On partit ce jour-jà sur les huit heures du matin, nous passâmes par des vallées étroites, incultes, sans bois, et qui n’inspiraient que de la tristesse. On campa sur le midi et nous n’eûmes d’autre plaisir que celui de déterminer encore un nouveau genre de plante, lequel fut nommé Vesicaria, à cause de son fruit [Noccaea vesicaria (L.) Al-Shehbaz].
Le 12 juin nous partîmes à trois heures du matin et l'on arriva au konac à six heures avant midi : quel plaisir pour des gens comme nous qui ne soupirions qu'après des plantse et à qui on donnait tout un jour pour en chercher ! Nous ne fîmes guère plus de trois milles et suivîmes toujours la même vallée, dans laquelle serpente une rivière qu’il faut passer six ou sept fois.
Le lendemain nous ne fatiguâmes pas davantage car on ne marcha que depuis deux heures et demi du matin jusques à sept ; ce fut sur une montagne très haute où l’on voit beaucoup de ces sortes de Pins qui sont à Tarare auprès de Lyon [Pinus sylvestris L.]. On voit aussi une belle espèce de cèdre qui sent aussi mauvais que notre Sabine, et dont les feuilles lui ressemblent tout à fait, mais c’est un grand arbre du port et de la hauteur de nos plus grand cyprès [Juniperus excelsa M.-Bieb.]
On nous fit partir ce jour-là, je ne sais par quel caprice, à onze heures du soir et nous arrivâmes le 14 juin, sur les sept heures du matin, à un village appelé Iekmansour [=Çayköy]. La lune était si belle cette nuit-là, qu'elle invita les Turcs à se mettre en chemin : mais comment herboriser au clair de lune ? Nous ne laissâmes pas pourtant de remplir nos sacs ; nos marchands ne cessaient de rire en nous voyant tous trois marcher à quatre pattes & fourrager dans un pays sec et brûlé en apparence, mais enrichi pourtant de très belles plantes. Quand le jour fut venu, nous fîmes la revue de notre moisson et nous nous trouvâmes assez riches. Peut-on rien voir de plus beau, en fait de plantes, qu’une Astragale de deux pieds de haut, chargée de fleurs depuis le bas jusques à l’extrémité de ses tiges [Astragalus christianus L.] ? Elle a levé de graine dans le Jardin Royal où elle se porte bien, malgré l’éloignement & la différence des climats.

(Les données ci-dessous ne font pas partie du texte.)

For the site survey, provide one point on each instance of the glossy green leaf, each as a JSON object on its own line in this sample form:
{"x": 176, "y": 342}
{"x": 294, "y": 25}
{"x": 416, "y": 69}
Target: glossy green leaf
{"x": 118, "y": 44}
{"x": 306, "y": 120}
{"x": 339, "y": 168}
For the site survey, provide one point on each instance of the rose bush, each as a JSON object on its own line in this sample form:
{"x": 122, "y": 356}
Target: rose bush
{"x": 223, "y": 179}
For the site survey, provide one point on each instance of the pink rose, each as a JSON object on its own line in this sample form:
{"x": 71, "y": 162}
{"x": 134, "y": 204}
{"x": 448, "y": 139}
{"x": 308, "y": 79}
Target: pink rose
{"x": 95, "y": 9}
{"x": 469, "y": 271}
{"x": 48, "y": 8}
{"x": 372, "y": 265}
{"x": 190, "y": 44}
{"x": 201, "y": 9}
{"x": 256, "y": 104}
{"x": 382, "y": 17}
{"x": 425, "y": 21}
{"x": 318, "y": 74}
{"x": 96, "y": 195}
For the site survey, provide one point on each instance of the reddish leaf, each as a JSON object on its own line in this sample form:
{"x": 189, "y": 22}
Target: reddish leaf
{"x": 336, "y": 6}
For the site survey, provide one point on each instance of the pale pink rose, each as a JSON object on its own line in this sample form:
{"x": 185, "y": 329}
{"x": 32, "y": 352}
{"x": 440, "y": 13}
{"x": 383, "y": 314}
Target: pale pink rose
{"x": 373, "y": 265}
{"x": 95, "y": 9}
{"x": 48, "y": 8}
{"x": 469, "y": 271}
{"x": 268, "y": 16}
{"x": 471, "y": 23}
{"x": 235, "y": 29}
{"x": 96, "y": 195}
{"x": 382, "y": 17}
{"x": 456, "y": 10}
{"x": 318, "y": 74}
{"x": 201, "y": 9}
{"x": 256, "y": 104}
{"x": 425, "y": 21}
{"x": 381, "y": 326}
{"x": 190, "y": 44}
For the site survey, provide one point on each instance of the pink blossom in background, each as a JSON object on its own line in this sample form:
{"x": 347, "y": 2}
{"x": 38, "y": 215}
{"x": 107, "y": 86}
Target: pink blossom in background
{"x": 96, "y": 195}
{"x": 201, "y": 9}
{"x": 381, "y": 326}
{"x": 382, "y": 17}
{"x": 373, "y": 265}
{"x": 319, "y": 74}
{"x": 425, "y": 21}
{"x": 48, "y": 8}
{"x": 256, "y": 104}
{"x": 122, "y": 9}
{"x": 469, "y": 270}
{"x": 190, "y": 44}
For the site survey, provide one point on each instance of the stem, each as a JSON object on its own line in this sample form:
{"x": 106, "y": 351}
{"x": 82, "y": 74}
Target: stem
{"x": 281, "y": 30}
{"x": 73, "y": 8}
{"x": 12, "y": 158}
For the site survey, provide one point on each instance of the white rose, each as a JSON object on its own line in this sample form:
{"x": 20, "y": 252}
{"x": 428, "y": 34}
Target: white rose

Nous découvrîmes ce jour-là pour la première fois une très belle espèce de Toute-Bonne, dont je n'avais vu que des avortons il y avait quelques années, dans le jardin de Leyden. M. Hermans, professeur de botanique en l'université de ladite ville, très habile homme et qui avait observé de si belles plantes dans les Indes orientales, a donné la figure de celle dont nous parlons. Il semble que Rauwolf, médecin d'Ausbourg, en ait fait mention dans la Relation de son voyage au Levant, sous le nom de "belle espèce d'Ormin à feuilles étroites, velues et découpées profondément" [ Salvia sp.]
On nous fit partir le 14 juin à deux heures après minuit et nous marchâmes jusques à sept heures dans des prairies fertiles, semées de toutes sortes de grains. On campa tout proche du pont d’Elija sur une des branches de l’Euphrate, à six mille de la ville d’Arzeron ou d’Arzerum, que d’autres appellent Erzeron… Elija [Ilica] n’est qu’un méchant village dont les maisons sont tout à fait écrasées, moitié enterrées, bâties de boue ; mais le bain qui est auprès du village rend ce lieu recommandable. Les Turcs l’appellent le Bain d’Arzerum.
Le lendemain, nous arrivâmes à Erzeron." TOURNEFORT 1717.